On the same day that the US government reported an annualized contraction of 4.8% for the American economy in Q1, the Federal Reserve concluded their first two-day meeting since drastically slashing interest rates to near 0% and initiating a raft of monetary operations and support facilities aimed at helping America’s people and businesses weather the current crisis. Chairman Jerome Powell and that Fed’s FOMC, as was broadly expected, announced no new actions following the meeting but used their core communications channels to affirm the central bank’s commitment to ultra-low interest rates and an un-banded program of asset purchases in support of the economy and its eventual recovery.
- The FOMC announced a unanimous decision to hold short-term interest rates near 0% and continue its unrestricted bond-buying program.
- Rather than include additional forward guidance, the committee’s statement focused on recommitting to the necessary to support the US economy.
- Chairman Powell acknowledged the severity of the pandemic’s damage and threat to the economy in the medium term.
The FOMC voted unanimously to continue both the furious rate of bond purchases as well as maintain the policy of short-term interest rates targeted at 0.00% to 0.025% for the foreseeable future. This is fully in line with what the vast majority of economic analysts and observers anticipated from the Fed’s headline decisions.
Contrary to the hope of more hawkish investors and managers, the committee’s statement offered no additional forward guidance on the pace of asset purchases or benchmarks for adjusting current operations, and instead focused language of reaffirming the Fed’s will and ability to act as required. The Fed Funds Rate will remain near-to-zero until such a time as the FOMC is “confident that the economy has weathered recent events and is on track to achieve its maximum employment and price stability goals.” Regarding the deep volume of asset purchases being conducted by the Fed, the committee promised the effort would continue “in the amounts needed to support smooth market functioning.”
Language was severe when discussing the current coronavirus pandemic and economic crisis. In the FOMC statement, the committee pointed to not only the damage already inflicted by the near-total shutdown of many part of the US economy in an effort to combat Covid-19, but also the “severe threat” that the pandemic posed to global and domestic economic outlooks through the medium term. In his following press conference, Chairman Powell also acknowledged that deep damage done to the labor market which will take some time to unwind, and likelihood that, even compared to this morning’s dour GDP estimated for Q1, the American economy is likely to endure an “unprecedented” contraction in Q2. Both of these concerns highlight the need of the Fed’s current extraordinary rate of support an intervention to continue.

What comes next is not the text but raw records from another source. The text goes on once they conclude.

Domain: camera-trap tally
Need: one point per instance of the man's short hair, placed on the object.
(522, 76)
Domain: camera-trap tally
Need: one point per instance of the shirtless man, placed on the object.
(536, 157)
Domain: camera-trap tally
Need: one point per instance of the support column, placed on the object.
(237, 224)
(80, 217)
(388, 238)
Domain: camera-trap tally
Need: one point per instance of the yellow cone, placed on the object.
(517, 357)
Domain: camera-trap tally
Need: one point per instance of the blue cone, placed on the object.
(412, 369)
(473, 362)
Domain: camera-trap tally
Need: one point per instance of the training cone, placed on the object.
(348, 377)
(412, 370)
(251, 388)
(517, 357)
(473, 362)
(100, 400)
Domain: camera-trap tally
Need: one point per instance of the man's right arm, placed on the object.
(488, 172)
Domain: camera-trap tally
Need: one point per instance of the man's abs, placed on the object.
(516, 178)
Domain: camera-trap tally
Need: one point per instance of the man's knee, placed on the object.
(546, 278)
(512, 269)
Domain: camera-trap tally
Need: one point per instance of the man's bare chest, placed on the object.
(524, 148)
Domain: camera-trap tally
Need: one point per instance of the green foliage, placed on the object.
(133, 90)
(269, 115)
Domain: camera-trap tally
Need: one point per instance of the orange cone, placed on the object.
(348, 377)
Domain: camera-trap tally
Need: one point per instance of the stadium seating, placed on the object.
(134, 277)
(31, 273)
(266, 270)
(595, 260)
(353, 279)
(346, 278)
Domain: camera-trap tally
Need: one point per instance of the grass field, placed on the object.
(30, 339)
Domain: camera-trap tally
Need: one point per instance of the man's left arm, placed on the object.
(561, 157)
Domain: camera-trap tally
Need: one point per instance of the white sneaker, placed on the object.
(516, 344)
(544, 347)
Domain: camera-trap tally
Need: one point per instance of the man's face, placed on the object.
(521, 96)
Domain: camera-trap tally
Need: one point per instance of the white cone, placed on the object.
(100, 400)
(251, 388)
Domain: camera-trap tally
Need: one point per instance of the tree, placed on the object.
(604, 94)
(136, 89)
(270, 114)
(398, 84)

And it may even increase, as Powell admitted to in his press conference, conducted remotely with reporters over video, saying that the Fed will stay ready to offer even more backing in order to support a “robust” recovery.
Powell says the economy will likely need more support from the Fed for the recovery to be 'robust' https://t.co/zh3yC62Ruk
— CNBC (@CNBC) April 29, 2020
US equity markets have held onto their gains for the day in the afterglow of the Fed’s announcement and press conference. Gold prices were initially pushed higher with the committee’s announcement as algo-traders reacted to the inherent promise of very low rates for longer, but the initial momentum was short-lived.
The yellow metal saw choppier trading around the start of Chairman Powell’s press conference as Treasury rates reached the peak of their rally, but gold has ultimately traded higher though the afternoon to tip $1715/oz as the majority of the FOMC’s language and Powell’s discussion points describe a generally bullish setting for gold from the standpoint of both a low-rate environment and a need for safe haven investment.